Building Your Transfer Outreach Action Plan

Recruiting Transfers is not the Same as Recruiting First-Year Students

Consider that while most community college students intend to transfer, over three-quarters of students are unsure where they want to transfer to… but still limit the size of their lists to 2-4 schools.

TIP: Leverage location-based mobile advertising (i.e. geofencing) to serve sponsored content to students while they are “on-the-go” on their community college campus.

Over half of potential transfer students will wait to reach out to admissions offices until they are ready to start the application process and most students limit their lists to between 2-4 schools.

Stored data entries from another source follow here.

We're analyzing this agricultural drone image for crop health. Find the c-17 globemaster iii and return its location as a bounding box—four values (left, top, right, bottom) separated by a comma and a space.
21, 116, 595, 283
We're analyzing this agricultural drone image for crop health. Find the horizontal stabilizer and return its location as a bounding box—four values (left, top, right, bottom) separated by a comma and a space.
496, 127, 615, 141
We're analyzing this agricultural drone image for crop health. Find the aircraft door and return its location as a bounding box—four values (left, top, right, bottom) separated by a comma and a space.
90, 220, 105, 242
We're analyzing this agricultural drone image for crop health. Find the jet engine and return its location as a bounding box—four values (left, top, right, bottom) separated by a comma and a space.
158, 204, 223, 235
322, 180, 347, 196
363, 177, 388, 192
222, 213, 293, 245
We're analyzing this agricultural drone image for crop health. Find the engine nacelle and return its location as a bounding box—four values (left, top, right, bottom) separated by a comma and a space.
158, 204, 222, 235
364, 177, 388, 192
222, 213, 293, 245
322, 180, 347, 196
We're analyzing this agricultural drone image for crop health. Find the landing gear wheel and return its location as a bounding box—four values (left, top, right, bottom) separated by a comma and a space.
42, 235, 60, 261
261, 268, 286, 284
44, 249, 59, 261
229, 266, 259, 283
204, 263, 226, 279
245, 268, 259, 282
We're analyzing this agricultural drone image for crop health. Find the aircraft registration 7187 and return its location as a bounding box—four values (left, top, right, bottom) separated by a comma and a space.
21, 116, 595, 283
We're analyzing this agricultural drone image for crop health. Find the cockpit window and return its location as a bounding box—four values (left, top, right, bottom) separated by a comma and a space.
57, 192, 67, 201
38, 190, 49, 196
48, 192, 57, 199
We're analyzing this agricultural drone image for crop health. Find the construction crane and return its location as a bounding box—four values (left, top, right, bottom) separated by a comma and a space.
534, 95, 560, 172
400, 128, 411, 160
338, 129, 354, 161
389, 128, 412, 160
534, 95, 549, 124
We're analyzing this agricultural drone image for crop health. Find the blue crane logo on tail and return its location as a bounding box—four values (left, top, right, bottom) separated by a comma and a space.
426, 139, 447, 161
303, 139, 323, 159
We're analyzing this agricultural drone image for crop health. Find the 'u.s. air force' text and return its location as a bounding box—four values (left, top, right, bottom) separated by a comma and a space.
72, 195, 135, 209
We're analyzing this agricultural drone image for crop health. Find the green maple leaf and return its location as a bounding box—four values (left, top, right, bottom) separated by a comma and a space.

TIP: We are talking about an audience that is either actively or passively staying off of your radar. Your web team can set up retargeting advertising focused specifically on visitors to your transfer information section on your website can be very effective at ensuring you remain “top-of-mind” to stealth prospects.

Less than 10% of potential transfer students rate college fairs as the most valuable resource when considering transfer options as compared to 20% valuing school specific websites. Additionally, the top concerns of potential transfers about transferring are cost, course difficulty, and adjusting socially.

TIP: When serving digital media (outlined in the tips above), consider driving prospects to a custom-landing page with content specific for transfer students. Contact your NRCCUA Regional Director to learn more. 

Transfer Recruitment is a Strategic Priority Not a “Side of the Desk” Project for a Counselor.

Nearly 30% of professionals surveyed by University Business believe retention at their institution will decline or stay the same in 2017. Additionally, only 7% believed retention would increase significantly.

TIP: Transfer students can help bridge retention gaps by filling capacity in upper-level courses; contributing to student success and institutional health.

Nearly two-thirds of professionals believe transfer enrollment will moderately tosignificantly grow in the near future while there are increased expectations of declines in “traditional” undergraduate enrollment.

TIP: Transfer students can contribute to the overall health of your institution while also contributing to degree completion. Creating an active dialogue with transfer prospects can ensure you are “top of mind” as they are building their lists.

Nearly all community college students intend to continue to finish a bachelor’s degree, however 1/3 of students will not within 6 years of transferring. Most potential transfer students consider the process to be challenging.

TIP: If transfer recruitment is a priority for your institution, empower a member of your staff to own the process as a lead point-of-contact. Align this person with retention and student success offices to ensure transfer students feel welcome and supported on campus.